LcaMap: Simultaneous Identification of Duplications, Losses and Lateral Gene Transfers

 

This website provides a software package, called LcaMap, for simultaneous identification of duplication, losses and lateral gene transfers. LcaMap takes a gene tree G, a species tree S, and the costs of a lateral gene transfer, a gene duplication, and a gene loss as its input. It outputs all minimum-cost LCA-reconciliations between G and S.



Download

This package is implemented in C, and we provide executable files for download that can run on a Windows XP (x86), Windows 7 (x64), or Linux machine, respectively.

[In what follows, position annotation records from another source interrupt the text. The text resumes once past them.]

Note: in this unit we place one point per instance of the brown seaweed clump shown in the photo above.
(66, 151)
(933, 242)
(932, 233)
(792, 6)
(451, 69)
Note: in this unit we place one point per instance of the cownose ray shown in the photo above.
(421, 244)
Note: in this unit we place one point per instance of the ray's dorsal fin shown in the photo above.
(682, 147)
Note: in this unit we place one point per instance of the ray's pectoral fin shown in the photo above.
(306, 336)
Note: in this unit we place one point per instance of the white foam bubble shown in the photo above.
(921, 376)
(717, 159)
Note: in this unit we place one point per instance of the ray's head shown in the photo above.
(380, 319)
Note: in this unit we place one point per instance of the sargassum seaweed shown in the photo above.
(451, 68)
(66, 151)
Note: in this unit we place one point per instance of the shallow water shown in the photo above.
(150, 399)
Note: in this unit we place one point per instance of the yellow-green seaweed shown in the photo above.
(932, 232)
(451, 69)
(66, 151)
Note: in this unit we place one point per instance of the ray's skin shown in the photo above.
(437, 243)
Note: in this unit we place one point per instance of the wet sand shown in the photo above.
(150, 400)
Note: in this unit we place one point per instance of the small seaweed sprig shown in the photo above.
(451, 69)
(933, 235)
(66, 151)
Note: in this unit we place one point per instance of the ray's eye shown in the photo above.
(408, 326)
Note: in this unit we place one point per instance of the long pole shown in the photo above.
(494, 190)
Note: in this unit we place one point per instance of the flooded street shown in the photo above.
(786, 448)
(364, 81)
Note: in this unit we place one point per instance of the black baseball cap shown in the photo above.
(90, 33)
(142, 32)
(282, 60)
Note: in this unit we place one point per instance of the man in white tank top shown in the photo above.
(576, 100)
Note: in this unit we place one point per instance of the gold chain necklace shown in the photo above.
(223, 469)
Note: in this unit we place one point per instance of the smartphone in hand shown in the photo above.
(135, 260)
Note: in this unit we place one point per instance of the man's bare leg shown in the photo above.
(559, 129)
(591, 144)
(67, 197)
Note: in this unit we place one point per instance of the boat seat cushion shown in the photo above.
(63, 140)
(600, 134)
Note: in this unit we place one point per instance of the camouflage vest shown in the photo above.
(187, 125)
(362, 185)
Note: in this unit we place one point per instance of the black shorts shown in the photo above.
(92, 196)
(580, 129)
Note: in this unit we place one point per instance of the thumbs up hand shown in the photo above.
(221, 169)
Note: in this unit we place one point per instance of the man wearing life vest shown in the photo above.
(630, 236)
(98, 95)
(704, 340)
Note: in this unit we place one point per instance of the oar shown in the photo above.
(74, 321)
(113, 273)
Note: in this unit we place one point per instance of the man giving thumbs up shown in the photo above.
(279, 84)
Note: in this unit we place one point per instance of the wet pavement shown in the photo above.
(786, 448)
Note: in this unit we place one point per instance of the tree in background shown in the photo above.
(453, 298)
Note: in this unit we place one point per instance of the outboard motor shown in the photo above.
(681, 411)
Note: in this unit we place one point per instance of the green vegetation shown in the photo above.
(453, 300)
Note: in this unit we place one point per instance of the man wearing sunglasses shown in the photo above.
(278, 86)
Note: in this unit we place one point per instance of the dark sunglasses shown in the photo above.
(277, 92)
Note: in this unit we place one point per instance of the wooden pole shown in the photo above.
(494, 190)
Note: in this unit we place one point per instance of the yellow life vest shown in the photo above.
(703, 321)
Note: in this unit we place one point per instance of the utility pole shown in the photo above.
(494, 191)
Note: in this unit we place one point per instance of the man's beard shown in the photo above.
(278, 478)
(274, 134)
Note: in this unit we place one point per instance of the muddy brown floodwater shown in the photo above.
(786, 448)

LcaMap : Windows XP (x86), Windows 7 (x64), Linux.

 

How to Use

Once you start the program, you are required to input

(1) the file name of a gene tree

(2) the file name of a species tree

(3) the costs of a lateral gene transfer, a gene duplication and a gene loss

(4) the file name to hold the outputs in format 1

(5) the file name to hold the outputs in format 2

 

To run the program properly, you need to prepare two files geneTreeFile and speciesTreeFile which contain a gene tree G and a species tree S on the same set of species, respectively. Both the gene tree and the species tree are in Newick format which ends with a semicolon. The name of each species should be a string consisting of letters in {a,...z,A,...,Z,0,...,9,_,.}. Here are an example gene tree and species tree. One output file for the example gene tree and species tree (obtained by setting the cost of each event to be~1) is here and the other is here. You can view the gene tree and the species tree using Dendroscope by Daniel H.Huson.

 

Output and Visualization

We provide two kinds of output formats.

Format 1: The output file contains, for each minimum-cost LCA-reconciliation M between G and S, the duplication vertices and transfer edges with respect to M. Each vertex u in this format is identified with the pre-order number of u in G. We provide a GUI(Java application) for visualizing G and the pre-order number of each vertex in G.

Format 2: For each minimum-cost LCA-reconciliation M between G and S, the output file contains a string s in a modified Newick format obtained from Newick format of G. The modified Newick format is defined as follows: for each transfer edge (v,u) associated with M, if u is a leaf of G, we add an asterisk (namely, *) immediately after u; otherwise, we add an asterisk immediately after the closing parenthesis corresponding to u in the original Newick format of G. Then, for each duplication vertex u, we add a caret (namely, ^) immediately after the closing parenthesis corresponding to u in the original Newick format of G. We also provide a GUI(Java application) for visualizing the modified Newick format. In the GUI, we use a filled red circle to indicate a duplication and a dashed line to indicate a lateral gene transfer.

After running the program, it will produce two data files which are specified by the user to hold the outputs in the two different formats.